What NSE can learn from cryptocurrencies and blockchain

The co-location scam of NSE could be the beginning of the end of centralised exchanges. Blockchain technology negates the risks of putting too much trust for delivery and liquidity on a centralised platform that is open to manipulation.

The NSE co-location scandal refuses to die. If one zooms out a bit, at the heart of the scandal is the very architecture of centralised exchanges. One place where everyone shows up to buy and sell – that’s just too attractive a prize for those willing to break the law for economic gain.

Till recently, there was no real alternative. A market simply meant a place where strangers can come together to buy and sell things. And for capital markets that value scale, this meant a centralised counterparty. How else will I be sure that the stock I just bought will indeed be delivered to me? The tiered approach of a centralised exchange and brokers plugging into it for their respective clients (or sub-brokers) enabled a staggeringly large number of strangers to trade with each other.

Counter(party) is over!

This system works well, so long as one is willing to place a great deal of faith in the exchange itself. After all, if I can’t trust the exchange, there is not much guarantee of my stocks or money coming to me after the trades are settled. In most situations, this faith is not misplaced. However, when it is violated, it has the potential to threaten the very stability of the entire capital market. Given these high stakes, regulators are rightly wary of anything that may jeopardise an exchange.
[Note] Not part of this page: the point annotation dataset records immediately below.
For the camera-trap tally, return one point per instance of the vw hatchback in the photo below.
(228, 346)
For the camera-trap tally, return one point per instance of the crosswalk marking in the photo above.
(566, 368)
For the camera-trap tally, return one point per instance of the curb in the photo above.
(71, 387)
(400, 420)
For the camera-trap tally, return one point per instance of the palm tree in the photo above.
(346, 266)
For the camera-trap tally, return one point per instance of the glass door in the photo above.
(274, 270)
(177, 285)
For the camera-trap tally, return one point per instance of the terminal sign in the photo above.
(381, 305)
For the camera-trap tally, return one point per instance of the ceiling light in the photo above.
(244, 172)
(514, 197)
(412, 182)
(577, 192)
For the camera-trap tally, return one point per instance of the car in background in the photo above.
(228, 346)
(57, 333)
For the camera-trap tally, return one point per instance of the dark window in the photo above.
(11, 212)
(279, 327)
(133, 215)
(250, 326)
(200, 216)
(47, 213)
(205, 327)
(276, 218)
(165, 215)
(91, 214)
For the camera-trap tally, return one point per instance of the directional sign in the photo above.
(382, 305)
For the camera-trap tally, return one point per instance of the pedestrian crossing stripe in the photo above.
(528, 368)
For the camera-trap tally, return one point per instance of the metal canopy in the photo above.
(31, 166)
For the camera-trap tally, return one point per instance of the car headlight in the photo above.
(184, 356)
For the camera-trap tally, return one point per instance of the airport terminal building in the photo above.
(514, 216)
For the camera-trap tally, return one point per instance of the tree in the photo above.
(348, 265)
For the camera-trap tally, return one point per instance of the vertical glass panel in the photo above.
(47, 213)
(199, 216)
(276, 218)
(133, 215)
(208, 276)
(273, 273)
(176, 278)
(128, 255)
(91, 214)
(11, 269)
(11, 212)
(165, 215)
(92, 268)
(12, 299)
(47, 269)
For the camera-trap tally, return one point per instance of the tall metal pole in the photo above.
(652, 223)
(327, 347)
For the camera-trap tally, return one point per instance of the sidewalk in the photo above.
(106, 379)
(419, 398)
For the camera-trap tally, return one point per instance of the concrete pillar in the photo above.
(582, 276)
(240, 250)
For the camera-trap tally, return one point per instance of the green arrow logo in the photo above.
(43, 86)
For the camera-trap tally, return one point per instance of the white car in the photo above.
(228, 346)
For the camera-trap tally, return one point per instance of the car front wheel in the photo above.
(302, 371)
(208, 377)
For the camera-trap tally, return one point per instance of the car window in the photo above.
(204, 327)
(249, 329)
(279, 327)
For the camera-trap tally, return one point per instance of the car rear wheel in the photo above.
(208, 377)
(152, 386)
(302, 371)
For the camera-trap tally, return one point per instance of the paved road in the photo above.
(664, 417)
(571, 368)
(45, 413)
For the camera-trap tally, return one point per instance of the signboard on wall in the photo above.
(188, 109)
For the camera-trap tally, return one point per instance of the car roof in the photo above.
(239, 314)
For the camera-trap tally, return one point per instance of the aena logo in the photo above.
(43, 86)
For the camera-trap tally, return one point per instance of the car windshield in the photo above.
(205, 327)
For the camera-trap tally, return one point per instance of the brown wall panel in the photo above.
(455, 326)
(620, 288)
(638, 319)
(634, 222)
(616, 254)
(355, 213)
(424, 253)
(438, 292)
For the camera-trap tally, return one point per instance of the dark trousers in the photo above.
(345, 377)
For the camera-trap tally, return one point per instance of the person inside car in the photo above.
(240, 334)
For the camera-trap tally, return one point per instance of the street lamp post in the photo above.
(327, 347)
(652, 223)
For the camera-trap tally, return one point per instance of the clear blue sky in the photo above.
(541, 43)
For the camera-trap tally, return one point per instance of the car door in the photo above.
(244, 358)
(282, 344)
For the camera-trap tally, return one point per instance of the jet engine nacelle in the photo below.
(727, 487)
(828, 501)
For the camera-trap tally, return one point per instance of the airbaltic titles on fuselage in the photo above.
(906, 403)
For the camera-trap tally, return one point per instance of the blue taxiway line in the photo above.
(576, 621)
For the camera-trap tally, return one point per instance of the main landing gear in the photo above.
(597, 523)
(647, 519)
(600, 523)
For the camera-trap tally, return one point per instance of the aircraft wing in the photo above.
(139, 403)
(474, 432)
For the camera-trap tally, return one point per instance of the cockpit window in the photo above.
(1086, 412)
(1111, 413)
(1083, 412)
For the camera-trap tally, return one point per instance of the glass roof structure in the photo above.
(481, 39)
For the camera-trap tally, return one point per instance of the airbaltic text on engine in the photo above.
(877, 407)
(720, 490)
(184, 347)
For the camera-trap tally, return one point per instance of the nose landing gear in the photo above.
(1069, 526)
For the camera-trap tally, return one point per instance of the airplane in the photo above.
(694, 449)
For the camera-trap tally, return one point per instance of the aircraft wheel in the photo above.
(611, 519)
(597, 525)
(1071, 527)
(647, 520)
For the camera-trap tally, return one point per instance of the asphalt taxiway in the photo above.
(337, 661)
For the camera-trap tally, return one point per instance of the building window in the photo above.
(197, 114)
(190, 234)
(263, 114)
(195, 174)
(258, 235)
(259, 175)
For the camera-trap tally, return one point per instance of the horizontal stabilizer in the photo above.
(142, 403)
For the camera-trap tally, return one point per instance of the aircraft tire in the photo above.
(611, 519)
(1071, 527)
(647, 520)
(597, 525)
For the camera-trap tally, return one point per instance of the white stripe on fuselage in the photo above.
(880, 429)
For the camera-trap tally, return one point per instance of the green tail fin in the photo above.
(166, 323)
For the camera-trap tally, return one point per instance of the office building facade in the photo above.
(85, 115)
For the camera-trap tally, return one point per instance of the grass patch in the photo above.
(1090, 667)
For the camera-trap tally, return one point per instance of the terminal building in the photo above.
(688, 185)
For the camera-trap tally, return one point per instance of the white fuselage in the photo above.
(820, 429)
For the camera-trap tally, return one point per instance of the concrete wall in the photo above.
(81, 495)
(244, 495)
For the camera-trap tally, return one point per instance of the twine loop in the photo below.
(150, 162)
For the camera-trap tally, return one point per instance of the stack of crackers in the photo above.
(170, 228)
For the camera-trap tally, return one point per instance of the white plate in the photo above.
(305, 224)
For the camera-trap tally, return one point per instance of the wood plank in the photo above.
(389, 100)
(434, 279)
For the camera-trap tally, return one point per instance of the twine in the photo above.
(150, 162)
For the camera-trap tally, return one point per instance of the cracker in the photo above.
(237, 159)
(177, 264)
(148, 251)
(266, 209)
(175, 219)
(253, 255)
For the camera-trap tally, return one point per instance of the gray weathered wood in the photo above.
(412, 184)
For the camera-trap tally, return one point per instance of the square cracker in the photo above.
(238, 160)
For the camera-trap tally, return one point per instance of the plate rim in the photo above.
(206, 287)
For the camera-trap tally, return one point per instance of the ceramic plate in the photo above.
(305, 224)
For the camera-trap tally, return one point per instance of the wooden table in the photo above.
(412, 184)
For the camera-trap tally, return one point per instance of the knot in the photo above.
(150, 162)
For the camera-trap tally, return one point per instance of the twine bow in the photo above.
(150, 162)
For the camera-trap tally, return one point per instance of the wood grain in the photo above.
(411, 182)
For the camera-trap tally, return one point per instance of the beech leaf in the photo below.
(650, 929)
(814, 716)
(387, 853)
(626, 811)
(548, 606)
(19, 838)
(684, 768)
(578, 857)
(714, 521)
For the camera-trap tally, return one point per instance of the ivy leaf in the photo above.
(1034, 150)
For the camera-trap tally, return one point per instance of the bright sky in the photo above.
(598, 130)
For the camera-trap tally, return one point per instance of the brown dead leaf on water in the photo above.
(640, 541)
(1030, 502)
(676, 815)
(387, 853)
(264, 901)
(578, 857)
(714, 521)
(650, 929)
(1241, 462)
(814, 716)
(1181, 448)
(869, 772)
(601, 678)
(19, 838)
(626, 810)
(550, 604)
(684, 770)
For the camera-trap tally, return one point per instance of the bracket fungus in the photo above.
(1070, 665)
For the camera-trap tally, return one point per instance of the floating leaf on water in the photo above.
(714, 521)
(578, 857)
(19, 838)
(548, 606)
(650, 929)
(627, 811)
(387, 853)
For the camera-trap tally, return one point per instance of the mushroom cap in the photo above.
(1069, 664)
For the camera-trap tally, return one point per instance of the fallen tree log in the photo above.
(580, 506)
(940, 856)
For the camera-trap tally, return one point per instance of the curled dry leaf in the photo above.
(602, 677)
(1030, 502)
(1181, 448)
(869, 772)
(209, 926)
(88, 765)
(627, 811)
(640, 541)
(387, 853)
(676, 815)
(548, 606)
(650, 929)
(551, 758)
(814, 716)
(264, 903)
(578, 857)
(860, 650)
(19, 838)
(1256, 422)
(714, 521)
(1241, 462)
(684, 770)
That means vigilance, audit costs and most importantly, monopoly or oligopoly!

It is ironic that NSE finds itself in the middle of the co-location scandal since it was set up in the first place as a competing exchange to BSE, which seemed excessively dominated by a select group of brokers to the institutional investors of yore. History, it seems, has a strange sense of humour!

TINA or TIA?

Are we in the familiar territory of There Is No Alternative? What can market participants do? Some or other exchange is needed to coordinate the order books and trades, after all. However, There Is an Alternative – especially given the emergence of blockchain technology and clear demonstration of decentralised exchanges as well as atomic swaps in the crypto domain.

What makes a centralised exchange attractive? It has liquidity, a single counterparty and economies of scale in transaction costs.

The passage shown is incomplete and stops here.